I had a friend who reversed it w/o issues. However, not a grip shift. If you're using the other hand, do you really need a grip shift? Also, this is a question your LBS should be able to answer pretty easily.


----------



## thecanoe (Jan 30, 2007)

I like the thumb forefinger feature of Shimano. I always up shift this way. How would a paddle shifter work when switching sides?

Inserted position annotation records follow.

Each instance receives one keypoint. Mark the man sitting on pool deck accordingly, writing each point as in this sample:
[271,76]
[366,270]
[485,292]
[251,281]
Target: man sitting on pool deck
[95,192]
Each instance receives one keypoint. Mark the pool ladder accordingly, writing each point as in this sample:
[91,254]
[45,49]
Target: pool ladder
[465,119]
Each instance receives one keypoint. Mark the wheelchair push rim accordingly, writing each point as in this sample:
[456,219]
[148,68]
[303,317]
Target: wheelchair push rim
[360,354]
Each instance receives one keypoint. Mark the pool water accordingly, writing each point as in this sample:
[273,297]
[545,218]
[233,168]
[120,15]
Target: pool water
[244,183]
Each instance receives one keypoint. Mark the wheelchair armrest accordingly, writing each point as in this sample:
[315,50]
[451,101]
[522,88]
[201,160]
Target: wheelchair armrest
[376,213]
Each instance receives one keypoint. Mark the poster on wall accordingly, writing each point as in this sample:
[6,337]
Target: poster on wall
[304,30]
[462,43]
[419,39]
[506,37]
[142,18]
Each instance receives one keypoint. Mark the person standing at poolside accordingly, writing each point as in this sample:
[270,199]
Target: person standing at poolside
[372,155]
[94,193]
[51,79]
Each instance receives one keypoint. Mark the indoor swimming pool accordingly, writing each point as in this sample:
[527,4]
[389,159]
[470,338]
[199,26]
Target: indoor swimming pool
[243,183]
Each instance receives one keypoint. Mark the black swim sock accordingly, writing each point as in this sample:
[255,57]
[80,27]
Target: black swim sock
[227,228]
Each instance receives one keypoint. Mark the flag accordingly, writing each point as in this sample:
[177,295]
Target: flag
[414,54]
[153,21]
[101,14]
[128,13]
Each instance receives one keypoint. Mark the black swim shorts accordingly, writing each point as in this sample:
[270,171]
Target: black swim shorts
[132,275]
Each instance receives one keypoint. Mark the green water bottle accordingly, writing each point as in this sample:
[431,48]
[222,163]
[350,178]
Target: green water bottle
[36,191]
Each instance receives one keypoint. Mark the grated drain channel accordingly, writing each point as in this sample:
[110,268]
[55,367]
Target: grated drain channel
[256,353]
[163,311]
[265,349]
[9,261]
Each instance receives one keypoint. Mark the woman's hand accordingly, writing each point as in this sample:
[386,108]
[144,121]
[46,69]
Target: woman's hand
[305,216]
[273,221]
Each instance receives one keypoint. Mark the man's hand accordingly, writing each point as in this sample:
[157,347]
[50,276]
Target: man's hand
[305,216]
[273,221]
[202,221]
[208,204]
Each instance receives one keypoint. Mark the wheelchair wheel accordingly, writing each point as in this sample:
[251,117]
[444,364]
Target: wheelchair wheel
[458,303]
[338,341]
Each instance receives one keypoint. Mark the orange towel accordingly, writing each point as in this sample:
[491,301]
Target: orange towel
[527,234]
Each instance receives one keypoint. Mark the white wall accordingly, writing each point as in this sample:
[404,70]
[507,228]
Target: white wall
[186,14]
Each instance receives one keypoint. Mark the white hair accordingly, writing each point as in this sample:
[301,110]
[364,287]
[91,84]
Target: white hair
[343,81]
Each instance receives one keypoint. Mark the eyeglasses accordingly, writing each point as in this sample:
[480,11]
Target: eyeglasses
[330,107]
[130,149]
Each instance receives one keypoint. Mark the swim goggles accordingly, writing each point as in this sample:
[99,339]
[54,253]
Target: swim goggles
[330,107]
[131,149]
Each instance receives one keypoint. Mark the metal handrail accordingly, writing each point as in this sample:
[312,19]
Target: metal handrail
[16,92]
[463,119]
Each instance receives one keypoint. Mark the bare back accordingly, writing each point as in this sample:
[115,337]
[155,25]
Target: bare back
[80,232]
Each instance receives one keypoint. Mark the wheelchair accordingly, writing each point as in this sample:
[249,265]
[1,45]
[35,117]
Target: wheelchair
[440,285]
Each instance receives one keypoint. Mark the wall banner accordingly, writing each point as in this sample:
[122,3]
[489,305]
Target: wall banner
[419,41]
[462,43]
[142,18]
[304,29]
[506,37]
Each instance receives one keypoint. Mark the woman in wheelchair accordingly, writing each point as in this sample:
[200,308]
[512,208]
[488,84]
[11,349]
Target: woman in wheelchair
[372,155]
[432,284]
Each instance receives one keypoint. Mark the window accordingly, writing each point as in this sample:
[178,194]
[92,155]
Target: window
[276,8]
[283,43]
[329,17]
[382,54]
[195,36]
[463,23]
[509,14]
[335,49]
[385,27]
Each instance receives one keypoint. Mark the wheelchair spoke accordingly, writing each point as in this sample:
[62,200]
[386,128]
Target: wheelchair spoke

Sent from my iPad using Tapatalk


----------



## Sidewalk (May 18, 2015)

I don't see why GS wouldn't work reversed. I have XX1 11s GS on my XC bike and it works great.

Unpopular opinion maybe:
Di2


----------



## scottyferrari (Nov 25, 2004)

I have a bit of hand arthritis but not enough that it has caused my issues on the bike. Having said that, I have GS on one of my bikes (older) and I like it just fine.


----------



## telemike (Jun 20, 2011)

I pulled the grip shift off of two bikes because my wrists were getting swollen and painful when doing a lot of riding. I switched to trigger shifters because they are much easier on hands than grip shifters and have no more problems. Note that teaching myself how to telemark ski the backcountry was hard on both wrists and they are not in new condition.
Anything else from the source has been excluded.